We have begun to explore the process of symbiotic design in creating an AI-enabled CDS tool for hospital-acquired infection (HAI) prevention. HAIs contribute to increased mortality, morbidity, and length of hospitalization in patients (Voidazan et al., 2020) which costs US hospitals $28–45 billion annually (Stone, 2009). To mitigate the spread of HAIs, infection preventionists (IPs) must identify and anticipate a variety of different disease-specific transmission routes among patients separated by time and space (i.e., clusters). The complexity and scale of this task makes symbiotic design a particularly attractive approach in creating a CDS tool which amplifies human sensemaking with computational modeling. The multidisciplinary team we have assembled to design this tool includes epidemiologists, infectious disease physicians, infection preventionists, clinical informaticists, data scientists, computer scientists, geographers, human factors researchers, and visualization designers. In this paper, we discuss our experiences throughout our ongoing symbiotic design process, including our central tenets, the known pitfalls we have avoided, and the challenges we have faced along the way as a symbiotic team designing a symbiotic team.
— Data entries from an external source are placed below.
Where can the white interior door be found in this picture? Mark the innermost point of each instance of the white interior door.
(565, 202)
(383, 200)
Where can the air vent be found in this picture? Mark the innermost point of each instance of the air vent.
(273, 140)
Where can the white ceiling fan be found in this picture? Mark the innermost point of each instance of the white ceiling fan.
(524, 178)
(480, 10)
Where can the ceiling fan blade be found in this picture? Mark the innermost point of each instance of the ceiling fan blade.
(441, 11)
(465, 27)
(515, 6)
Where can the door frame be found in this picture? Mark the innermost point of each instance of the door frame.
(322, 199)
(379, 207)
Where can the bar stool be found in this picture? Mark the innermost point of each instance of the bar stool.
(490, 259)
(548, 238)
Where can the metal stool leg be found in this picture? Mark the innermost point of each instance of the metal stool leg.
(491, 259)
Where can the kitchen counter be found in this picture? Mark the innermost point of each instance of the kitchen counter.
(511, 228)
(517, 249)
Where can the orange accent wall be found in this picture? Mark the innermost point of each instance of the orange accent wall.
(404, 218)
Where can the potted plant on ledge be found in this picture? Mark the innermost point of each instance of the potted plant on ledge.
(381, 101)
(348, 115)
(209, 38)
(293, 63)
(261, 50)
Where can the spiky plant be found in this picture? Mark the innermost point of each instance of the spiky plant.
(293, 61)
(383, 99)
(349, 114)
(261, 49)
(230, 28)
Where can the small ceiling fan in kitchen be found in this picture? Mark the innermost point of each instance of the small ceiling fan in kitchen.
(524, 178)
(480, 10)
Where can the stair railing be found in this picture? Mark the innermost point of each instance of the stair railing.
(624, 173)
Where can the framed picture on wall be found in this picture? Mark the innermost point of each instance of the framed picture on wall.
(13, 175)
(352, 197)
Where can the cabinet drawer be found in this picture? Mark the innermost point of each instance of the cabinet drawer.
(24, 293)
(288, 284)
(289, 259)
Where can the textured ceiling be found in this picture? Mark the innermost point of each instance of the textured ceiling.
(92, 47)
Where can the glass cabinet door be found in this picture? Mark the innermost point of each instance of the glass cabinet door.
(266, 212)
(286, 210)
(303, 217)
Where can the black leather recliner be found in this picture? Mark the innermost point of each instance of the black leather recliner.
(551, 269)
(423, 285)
CENTRAL TENETS OF SYMBIOTIC DESIGN

All adaptive systems, including our own design team, risk falling into maladaptive patterns, two of which are: (1) getting stuck in outdated behaviors and (2) working at cross-purposes (Woods & Branlat, 2011). Motivated by these known shortcomings, we explicitly configured our symbiotic design process with three central tenets.

Recurrent Bottom-Up Feedback

Technology-driven approaches, where design and development is primarily guided by technological limitations, are particularly vulnerable to solving the wrong problem (Woods & Roth, 1988), ultimately creating a tool that is not usable, useful, and desirable (Sanders, 1992). To help ensure our symbiotic design process would instead be problem-driven, we incorporated recurrent feedback sessions, bringing in subject matter experts (SMEs, i.e., epidemiologists, infectious disease physicians) as full members of the team, and continued to engage with frontline operators throughout the entire design process, even after we felt we fully understood the domain. This was challenging because the more we understood about the domain and problems, the more these feedback sessions could appear unnecessary; however, we continued to discover key insights long after our initial domain research finished, which we likely would not have discovered if these sessions had not been fixed activities in our project timeline. Each of our process artifacts, including abstraction networks, user personas, scenarios, and wireframe designs, elicited different aspects of the problem domain beyond what was possible from initial user research alone. By tethering our design team to a continual source of bottom-up research, we enabled our team to explore and adjust to what was important in the domain as it became apparent over time.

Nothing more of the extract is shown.